Could someone send out the version of the document we are working on for ILF/ICF?
Also the Purpose and scope section is key:
I found:
The purpose of this Recommended Practice is to define a framework for gathering information throughout the information lifecycle, from the proposal to the long-term re-use of the resulting information, focusing on the activities needed at each stage which will help to ensure that the data can be optimally exploited over the long term. It can form the basis on which Data Management Plans can be constructed. It should be applicable to both existing as well as data to be created in future. It should be of use to funders, researchers, archive managers and end-users by helping to reduce the effort and increase the efficacy of preservation and exploitation of data.

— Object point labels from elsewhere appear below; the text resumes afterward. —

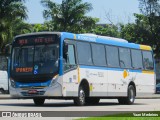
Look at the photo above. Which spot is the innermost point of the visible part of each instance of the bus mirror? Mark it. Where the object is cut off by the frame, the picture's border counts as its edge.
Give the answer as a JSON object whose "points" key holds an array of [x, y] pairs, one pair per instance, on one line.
{"points": [[65, 48], [7, 49], [65, 51]]}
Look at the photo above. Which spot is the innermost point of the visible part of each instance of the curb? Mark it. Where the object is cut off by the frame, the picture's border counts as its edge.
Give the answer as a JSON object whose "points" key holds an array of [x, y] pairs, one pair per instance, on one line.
{"points": [[156, 96]]}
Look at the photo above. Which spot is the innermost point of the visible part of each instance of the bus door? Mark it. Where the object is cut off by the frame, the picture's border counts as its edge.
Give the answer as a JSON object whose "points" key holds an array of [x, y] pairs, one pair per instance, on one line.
{"points": [[70, 68]]}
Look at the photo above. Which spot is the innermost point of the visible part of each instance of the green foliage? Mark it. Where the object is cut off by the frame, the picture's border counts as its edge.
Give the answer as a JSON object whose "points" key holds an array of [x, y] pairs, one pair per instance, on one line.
{"points": [[69, 16], [11, 14], [146, 29], [107, 30]]}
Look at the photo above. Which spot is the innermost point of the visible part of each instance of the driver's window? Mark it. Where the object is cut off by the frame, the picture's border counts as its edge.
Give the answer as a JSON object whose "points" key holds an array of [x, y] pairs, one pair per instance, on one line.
{"points": [[69, 57]]}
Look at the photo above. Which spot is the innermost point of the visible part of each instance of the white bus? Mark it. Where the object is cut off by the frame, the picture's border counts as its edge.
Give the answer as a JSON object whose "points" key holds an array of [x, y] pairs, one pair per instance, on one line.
{"points": [[3, 75], [82, 67]]}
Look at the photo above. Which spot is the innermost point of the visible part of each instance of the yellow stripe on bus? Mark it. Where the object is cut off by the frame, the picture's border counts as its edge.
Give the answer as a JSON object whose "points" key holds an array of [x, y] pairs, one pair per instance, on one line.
{"points": [[148, 72], [145, 47]]}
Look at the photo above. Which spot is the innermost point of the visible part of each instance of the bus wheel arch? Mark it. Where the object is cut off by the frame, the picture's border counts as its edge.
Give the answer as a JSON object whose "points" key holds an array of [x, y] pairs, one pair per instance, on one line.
{"points": [[83, 93], [131, 93]]}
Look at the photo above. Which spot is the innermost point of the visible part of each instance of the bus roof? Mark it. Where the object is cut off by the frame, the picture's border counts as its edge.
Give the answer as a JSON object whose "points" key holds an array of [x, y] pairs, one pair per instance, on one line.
{"points": [[89, 37]]}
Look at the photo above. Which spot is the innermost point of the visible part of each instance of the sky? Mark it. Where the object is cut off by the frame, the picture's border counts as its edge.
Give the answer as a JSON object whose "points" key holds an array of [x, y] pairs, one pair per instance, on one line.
{"points": [[116, 10]]}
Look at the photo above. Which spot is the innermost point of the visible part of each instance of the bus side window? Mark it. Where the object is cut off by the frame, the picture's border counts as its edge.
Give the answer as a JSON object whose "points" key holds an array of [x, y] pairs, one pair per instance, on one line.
{"points": [[69, 57]]}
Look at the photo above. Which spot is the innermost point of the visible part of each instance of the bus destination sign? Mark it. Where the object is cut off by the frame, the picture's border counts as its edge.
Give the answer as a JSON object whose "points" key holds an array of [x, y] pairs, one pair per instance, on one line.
{"points": [[30, 40]]}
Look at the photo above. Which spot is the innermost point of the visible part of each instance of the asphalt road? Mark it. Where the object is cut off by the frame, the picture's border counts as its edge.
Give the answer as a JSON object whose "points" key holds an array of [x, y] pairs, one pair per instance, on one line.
{"points": [[65, 108]]}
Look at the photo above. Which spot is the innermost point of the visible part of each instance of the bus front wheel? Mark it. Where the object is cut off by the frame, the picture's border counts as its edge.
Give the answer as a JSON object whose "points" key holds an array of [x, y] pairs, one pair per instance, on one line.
{"points": [[130, 97], [38, 101]]}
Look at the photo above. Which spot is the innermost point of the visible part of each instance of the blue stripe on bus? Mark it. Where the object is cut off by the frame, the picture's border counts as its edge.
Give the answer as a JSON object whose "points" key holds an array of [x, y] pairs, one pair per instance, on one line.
{"points": [[106, 68], [65, 35], [21, 85]]}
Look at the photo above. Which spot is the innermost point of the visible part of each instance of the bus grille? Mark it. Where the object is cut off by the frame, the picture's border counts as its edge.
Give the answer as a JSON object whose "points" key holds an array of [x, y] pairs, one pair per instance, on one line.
{"points": [[38, 93]]}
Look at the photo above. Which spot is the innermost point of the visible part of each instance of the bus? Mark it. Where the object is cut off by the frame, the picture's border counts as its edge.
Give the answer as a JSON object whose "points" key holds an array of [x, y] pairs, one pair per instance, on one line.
{"points": [[4, 88], [82, 67]]}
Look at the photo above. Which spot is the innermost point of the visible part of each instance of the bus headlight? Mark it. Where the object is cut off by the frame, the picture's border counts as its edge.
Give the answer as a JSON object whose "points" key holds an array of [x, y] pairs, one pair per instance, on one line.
{"points": [[54, 80]]}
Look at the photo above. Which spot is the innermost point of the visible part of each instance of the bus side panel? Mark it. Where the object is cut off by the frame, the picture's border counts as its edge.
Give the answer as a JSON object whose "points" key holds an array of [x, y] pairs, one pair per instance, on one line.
{"points": [[97, 79], [70, 83], [117, 84], [3, 80], [145, 84]]}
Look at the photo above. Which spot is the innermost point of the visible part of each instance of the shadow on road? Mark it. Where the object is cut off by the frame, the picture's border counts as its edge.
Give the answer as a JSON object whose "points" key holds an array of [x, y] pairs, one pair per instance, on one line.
{"points": [[62, 104]]}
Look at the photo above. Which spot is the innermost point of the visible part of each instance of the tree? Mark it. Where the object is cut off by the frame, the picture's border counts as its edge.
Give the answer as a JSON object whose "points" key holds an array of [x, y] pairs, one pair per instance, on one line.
{"points": [[10, 10], [151, 10], [106, 30], [69, 16]]}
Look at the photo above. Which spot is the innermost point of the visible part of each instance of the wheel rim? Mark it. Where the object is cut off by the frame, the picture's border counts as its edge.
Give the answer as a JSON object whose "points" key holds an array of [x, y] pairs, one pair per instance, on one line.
{"points": [[82, 96], [131, 95]]}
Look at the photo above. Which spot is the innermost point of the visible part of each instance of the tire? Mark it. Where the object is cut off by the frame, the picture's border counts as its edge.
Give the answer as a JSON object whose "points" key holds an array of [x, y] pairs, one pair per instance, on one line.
{"points": [[130, 97], [39, 101], [81, 99], [2, 91], [92, 101]]}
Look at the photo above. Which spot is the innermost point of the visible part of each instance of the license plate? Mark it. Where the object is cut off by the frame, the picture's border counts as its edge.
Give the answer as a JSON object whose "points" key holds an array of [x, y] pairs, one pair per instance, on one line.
{"points": [[32, 91]]}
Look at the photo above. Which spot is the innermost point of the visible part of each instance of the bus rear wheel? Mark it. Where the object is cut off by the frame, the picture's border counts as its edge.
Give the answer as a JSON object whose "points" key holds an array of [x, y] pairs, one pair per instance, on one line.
{"points": [[38, 101], [130, 97], [81, 99], [92, 100]]}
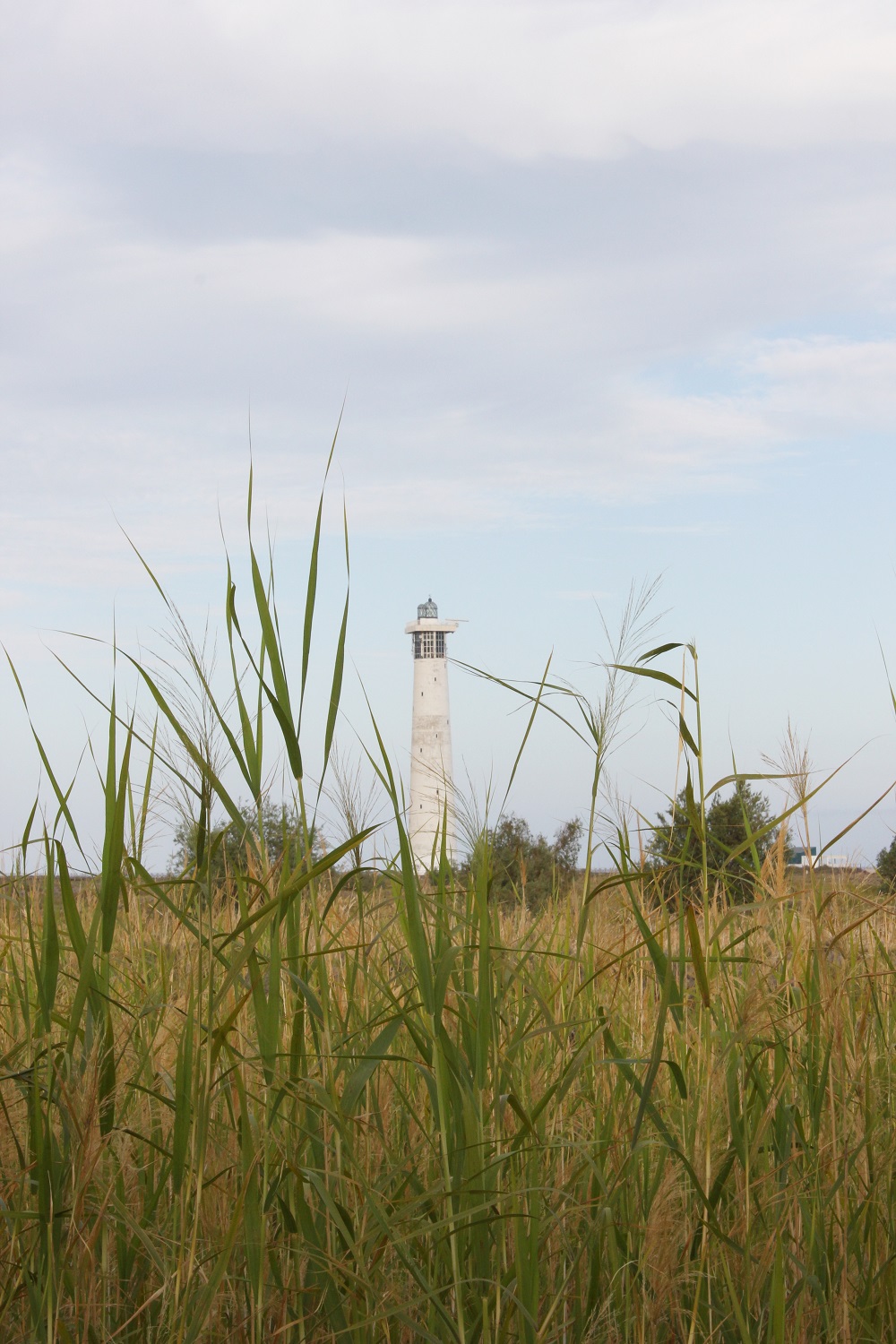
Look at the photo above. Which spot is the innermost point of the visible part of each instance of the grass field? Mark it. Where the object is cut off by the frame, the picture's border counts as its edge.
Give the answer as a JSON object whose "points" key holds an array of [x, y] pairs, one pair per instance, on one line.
{"points": [[319, 1105]]}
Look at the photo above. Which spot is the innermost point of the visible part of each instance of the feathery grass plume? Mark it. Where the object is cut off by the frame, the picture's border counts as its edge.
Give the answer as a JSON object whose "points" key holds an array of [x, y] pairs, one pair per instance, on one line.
{"points": [[304, 1107]]}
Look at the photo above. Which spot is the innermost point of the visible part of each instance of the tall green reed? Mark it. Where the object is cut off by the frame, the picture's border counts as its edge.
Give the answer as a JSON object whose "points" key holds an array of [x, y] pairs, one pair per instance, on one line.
{"points": [[314, 1107]]}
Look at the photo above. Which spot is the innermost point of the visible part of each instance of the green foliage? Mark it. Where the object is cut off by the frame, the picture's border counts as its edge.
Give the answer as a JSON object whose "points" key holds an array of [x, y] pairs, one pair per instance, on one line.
{"points": [[411, 1113], [735, 849], [276, 830], [530, 867], [887, 866]]}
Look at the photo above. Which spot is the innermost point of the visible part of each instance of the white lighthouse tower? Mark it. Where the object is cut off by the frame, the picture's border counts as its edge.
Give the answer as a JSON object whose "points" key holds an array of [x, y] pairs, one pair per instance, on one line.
{"points": [[432, 777]]}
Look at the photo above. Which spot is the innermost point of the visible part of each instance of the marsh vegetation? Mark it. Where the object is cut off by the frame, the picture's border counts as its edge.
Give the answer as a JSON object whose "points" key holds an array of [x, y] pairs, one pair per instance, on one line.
{"points": [[290, 1094]]}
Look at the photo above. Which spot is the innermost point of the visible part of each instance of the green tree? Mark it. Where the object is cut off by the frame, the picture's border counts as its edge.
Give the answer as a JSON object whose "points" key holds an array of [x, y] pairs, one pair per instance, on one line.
{"points": [[887, 866], [675, 852], [530, 867], [228, 846]]}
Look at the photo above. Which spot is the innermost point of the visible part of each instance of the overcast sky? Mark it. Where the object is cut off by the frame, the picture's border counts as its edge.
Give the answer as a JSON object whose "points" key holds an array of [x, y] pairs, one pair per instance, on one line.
{"points": [[607, 289]]}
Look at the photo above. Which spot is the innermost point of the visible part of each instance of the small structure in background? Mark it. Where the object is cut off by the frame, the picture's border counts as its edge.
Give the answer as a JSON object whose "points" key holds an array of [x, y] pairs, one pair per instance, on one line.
{"points": [[809, 859], [432, 771]]}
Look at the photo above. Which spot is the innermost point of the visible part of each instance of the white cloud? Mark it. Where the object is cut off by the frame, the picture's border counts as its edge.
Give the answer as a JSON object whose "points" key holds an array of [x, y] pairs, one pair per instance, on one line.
{"points": [[517, 78]]}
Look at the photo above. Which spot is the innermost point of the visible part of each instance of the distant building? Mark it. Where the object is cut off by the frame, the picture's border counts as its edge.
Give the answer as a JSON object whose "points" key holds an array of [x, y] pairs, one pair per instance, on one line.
{"points": [[809, 859], [432, 774]]}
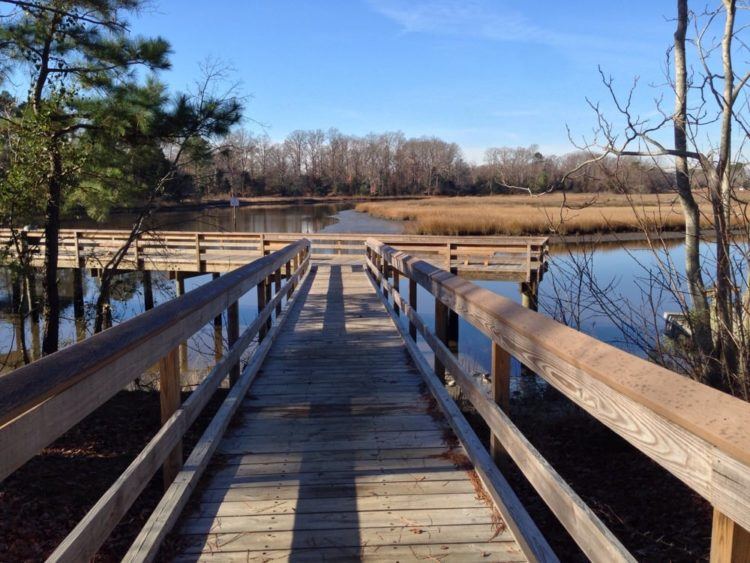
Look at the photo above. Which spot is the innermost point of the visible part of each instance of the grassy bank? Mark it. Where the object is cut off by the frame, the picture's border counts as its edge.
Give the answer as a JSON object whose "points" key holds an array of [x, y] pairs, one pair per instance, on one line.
{"points": [[525, 215]]}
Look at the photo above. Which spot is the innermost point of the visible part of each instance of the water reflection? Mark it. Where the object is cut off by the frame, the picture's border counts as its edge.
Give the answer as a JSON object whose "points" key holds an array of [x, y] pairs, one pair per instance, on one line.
{"points": [[624, 265], [19, 331], [251, 219]]}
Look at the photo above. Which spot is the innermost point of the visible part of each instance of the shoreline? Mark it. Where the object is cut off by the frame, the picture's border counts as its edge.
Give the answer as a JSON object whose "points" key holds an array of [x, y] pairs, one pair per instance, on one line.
{"points": [[265, 201]]}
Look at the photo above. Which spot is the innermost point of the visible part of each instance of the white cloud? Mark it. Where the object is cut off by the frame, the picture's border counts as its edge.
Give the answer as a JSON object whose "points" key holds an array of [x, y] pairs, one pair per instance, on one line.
{"points": [[478, 18]]}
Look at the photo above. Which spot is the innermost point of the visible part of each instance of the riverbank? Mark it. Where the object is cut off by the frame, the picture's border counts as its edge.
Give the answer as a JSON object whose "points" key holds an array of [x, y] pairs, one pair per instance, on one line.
{"points": [[557, 213], [267, 201]]}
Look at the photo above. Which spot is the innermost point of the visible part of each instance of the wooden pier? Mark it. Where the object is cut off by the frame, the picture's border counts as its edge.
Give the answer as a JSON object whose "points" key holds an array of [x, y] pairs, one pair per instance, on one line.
{"points": [[344, 443], [519, 259]]}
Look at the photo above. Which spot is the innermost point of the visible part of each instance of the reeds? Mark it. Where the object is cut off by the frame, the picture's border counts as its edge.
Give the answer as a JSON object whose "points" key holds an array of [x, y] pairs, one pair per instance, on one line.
{"points": [[526, 215]]}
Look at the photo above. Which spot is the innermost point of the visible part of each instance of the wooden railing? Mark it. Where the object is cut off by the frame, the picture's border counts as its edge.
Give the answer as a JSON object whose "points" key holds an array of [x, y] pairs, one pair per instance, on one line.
{"points": [[43, 400], [697, 433], [517, 258]]}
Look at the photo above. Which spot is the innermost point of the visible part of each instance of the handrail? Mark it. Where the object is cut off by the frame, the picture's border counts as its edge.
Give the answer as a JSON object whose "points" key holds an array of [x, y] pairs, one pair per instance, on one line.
{"points": [[41, 401], [697, 433], [86, 538]]}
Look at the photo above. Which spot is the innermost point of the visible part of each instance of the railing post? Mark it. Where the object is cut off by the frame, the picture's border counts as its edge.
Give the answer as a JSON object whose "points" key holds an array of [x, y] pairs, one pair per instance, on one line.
{"points": [[79, 308], [500, 380], [261, 290], [233, 334], [180, 289], [148, 291], [441, 332], [198, 267], [413, 305], [453, 321], [730, 542], [269, 295], [77, 252], [295, 267], [529, 291], [169, 400], [218, 337], [384, 270], [396, 290], [277, 289]]}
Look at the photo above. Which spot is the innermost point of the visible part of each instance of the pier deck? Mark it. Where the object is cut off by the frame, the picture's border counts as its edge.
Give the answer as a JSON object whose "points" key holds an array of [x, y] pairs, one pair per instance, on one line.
{"points": [[338, 451]]}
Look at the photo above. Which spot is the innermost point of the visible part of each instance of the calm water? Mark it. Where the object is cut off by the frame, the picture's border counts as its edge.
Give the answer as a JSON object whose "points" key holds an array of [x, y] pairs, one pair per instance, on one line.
{"points": [[626, 269]]}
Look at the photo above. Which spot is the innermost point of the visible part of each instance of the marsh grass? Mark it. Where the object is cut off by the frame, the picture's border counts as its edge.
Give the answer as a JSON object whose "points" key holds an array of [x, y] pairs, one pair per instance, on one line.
{"points": [[526, 215]]}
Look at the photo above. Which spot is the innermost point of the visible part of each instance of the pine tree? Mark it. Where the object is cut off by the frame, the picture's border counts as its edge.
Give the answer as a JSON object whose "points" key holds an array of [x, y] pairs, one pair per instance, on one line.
{"points": [[81, 66]]}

The Recommendation does not cover all aspects of the lifecycle and aspects of the activities it does specify do not have to be carried out strictly sequentially, and indeed some may be revisited and improved at several of the stages.
It will describe stages of the information curation lifecycle and within each stage, this recommendation identifies the information which should be collected, created or improved in order to be able to preserve and utilize information objects for the long-term. Within the framework, standards, best practices and software tools that could be used are identified.
This framework takes the view that curation and preservation are not separate activities to be considered at the end of an information production project, but as a set of actions that must be conducted throughout the information lifecycle.
Other aspects, such as costing, risk management, metadata management, data formats, policies and workflow, value-adding and service architectures, which are clearly of interest in preservation and curation, are not addressed except at a high-level, to provide context. It is expected that full treatment of these issues will require additional, more focused, standards.
While this process originates in the space community, it is being designed in a generic way and should be applicable to any science domain and to the wider library and archival communities.
This Recommended Practice accomplishes the following:
– identifies the main stages in the information curation lifecycle;
– defines the information to be collected at each of these stages,;
– forms a general methodological framework, which should be applicable and usable in any information stewardship, curation or preservation context (this general framework should provide sufficient flexibility to be applied to individual user’s situations);
– forms a basis for the identification and/or development of additional standards and implementation guides including those that address particular concerns in more detail;
– forms a basis for identification and/or development of a set of software tools that will assist the development, operation and checking of the different stages of the lifecycle.
Another comment about the scope. Mike seems keen to provide guidelines about what people should do – that will surely take a long time to get agreement on.
I thought we were looking at a “recommendation identifies the information which should be collected, created or improved in order to be able to preserve and utilize information objects for the long-term” – this surely will be much easier and quicker.